Well, Lucy, I don't expect much from Spielberg films except big, bloated, sappy, melodrama--occasionally overburdened (as in this film) with technological gimmickry and special effects to the point of distraction. But all kidding aside, here are some point by point problems with the film, IMHO:
First, I could begin with questioning the wisdom of digging up this Victorian xenophobic fossil as a narrative for a film project in the first place. Orson's unique re-visioning of the original H.G. Wells story aside, the original WOTW is actually considered a fairly primitive and unsophisticated work of alien invasion science fiction. It was, I understand, a product of the imaginations of its time and should be respected in that context. But as a jumping off point, Speilberg had nowhere to go with his narrative but to fill it with all of the dopey extraneous and completely absurd plot elements that litter this mess. And I don't think the parallels to the realities of 911 were clever or insighftul, either visually or metaphorically.
On to visual style. Glenn is absolutely correct when he cites the problems with the CGI in this film. Complete breakdown in continuity and a total distraction from the narrative flow. Contrast the scenes involving conventional real-life scenarios and its even more painful--the cinematography and production design is TERRIBLE. Look at the sequence in the underground bunker with Robbins: where are the light sources coming from, for god's sakes! It looks like the lighting set-up in a bad student film! And don't even get me started on the incredibly cheapo set design work--that "red weed" set piece that Cruise stumbles out on to is only the worst example. Another thing I notice in particular is editing and the cutting in the film throughout was just plain clunky. I mean, I literally noticed myself several times saying, "Ouch, that was a painful cut!" And the list goes on and on.

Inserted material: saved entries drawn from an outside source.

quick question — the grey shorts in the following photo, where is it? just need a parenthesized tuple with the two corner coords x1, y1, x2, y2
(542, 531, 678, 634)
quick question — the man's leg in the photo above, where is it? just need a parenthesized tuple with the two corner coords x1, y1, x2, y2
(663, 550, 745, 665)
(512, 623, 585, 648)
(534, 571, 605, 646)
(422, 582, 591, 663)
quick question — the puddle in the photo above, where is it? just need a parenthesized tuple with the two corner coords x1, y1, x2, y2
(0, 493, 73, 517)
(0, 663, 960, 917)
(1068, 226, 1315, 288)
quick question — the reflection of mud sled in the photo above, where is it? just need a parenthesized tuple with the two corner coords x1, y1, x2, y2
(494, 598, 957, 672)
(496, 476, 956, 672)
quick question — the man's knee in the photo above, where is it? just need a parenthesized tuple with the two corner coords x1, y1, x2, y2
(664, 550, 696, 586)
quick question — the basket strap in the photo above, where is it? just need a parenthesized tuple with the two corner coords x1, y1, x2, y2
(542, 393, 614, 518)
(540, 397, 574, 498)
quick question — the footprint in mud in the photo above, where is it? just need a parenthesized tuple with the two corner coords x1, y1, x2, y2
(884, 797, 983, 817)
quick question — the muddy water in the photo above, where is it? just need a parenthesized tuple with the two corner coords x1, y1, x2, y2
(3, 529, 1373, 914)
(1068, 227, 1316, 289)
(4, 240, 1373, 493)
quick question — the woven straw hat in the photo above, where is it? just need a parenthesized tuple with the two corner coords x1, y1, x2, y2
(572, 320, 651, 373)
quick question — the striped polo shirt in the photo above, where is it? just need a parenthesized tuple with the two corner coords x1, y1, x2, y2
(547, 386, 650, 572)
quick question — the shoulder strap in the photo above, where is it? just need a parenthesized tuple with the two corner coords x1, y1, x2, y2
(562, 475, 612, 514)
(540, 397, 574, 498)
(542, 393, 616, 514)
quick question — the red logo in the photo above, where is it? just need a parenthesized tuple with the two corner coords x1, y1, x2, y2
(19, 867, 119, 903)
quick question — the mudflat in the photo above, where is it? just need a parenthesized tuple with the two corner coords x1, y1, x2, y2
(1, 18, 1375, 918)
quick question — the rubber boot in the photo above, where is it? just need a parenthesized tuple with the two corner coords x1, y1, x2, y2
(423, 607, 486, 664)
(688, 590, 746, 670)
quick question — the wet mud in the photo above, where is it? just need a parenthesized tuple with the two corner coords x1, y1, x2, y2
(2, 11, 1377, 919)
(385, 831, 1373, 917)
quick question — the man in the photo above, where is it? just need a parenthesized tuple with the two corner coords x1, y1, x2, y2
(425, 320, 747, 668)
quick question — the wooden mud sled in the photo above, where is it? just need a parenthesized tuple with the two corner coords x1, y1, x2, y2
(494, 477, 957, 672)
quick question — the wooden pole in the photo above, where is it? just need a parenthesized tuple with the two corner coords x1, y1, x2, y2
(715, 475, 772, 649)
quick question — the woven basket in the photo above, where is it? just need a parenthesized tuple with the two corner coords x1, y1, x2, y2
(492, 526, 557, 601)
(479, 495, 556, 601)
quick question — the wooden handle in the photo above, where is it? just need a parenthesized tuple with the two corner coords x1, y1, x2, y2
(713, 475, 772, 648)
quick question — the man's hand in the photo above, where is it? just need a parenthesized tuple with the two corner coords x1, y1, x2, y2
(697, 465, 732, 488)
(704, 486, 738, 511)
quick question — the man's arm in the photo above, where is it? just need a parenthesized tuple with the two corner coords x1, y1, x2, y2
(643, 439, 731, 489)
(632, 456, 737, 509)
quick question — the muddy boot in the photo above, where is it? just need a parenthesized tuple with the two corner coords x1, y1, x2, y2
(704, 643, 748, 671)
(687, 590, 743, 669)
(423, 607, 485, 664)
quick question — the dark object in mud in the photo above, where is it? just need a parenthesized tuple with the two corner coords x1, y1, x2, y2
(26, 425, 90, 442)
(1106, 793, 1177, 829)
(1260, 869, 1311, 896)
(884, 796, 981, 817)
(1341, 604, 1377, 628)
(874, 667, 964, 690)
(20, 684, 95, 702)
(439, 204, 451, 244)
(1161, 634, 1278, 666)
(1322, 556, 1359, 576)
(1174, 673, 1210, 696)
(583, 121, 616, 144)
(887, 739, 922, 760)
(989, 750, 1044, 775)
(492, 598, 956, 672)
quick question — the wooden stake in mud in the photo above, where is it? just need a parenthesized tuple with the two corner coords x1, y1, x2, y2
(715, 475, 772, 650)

While it can be assumed that Spielberg has more auteurist control over the total vision of his films than other directors, the one thing that he absolutely has control over is the performance of his actors. He had some good people to work with here, Cruise included, who could cry nicely on cue. But the direction of character interaction was stiff, awkward, and frankly unbelievable at times. I actually felt creepy whenever Cruise and that actor playing the son interacted in any way. And not just at the beginning when it was supposed to be uncomfortable, but at the end too--I just burst out laughing when the kid appeared and went to hug his old man in the middle of the street. Duh. Way to go Stevie!
I've got to stop, but those are a few of my very personal gripes with the film. As I've said earlier, I actually like a couple of Spielberg's films, but this is certainly not one of them.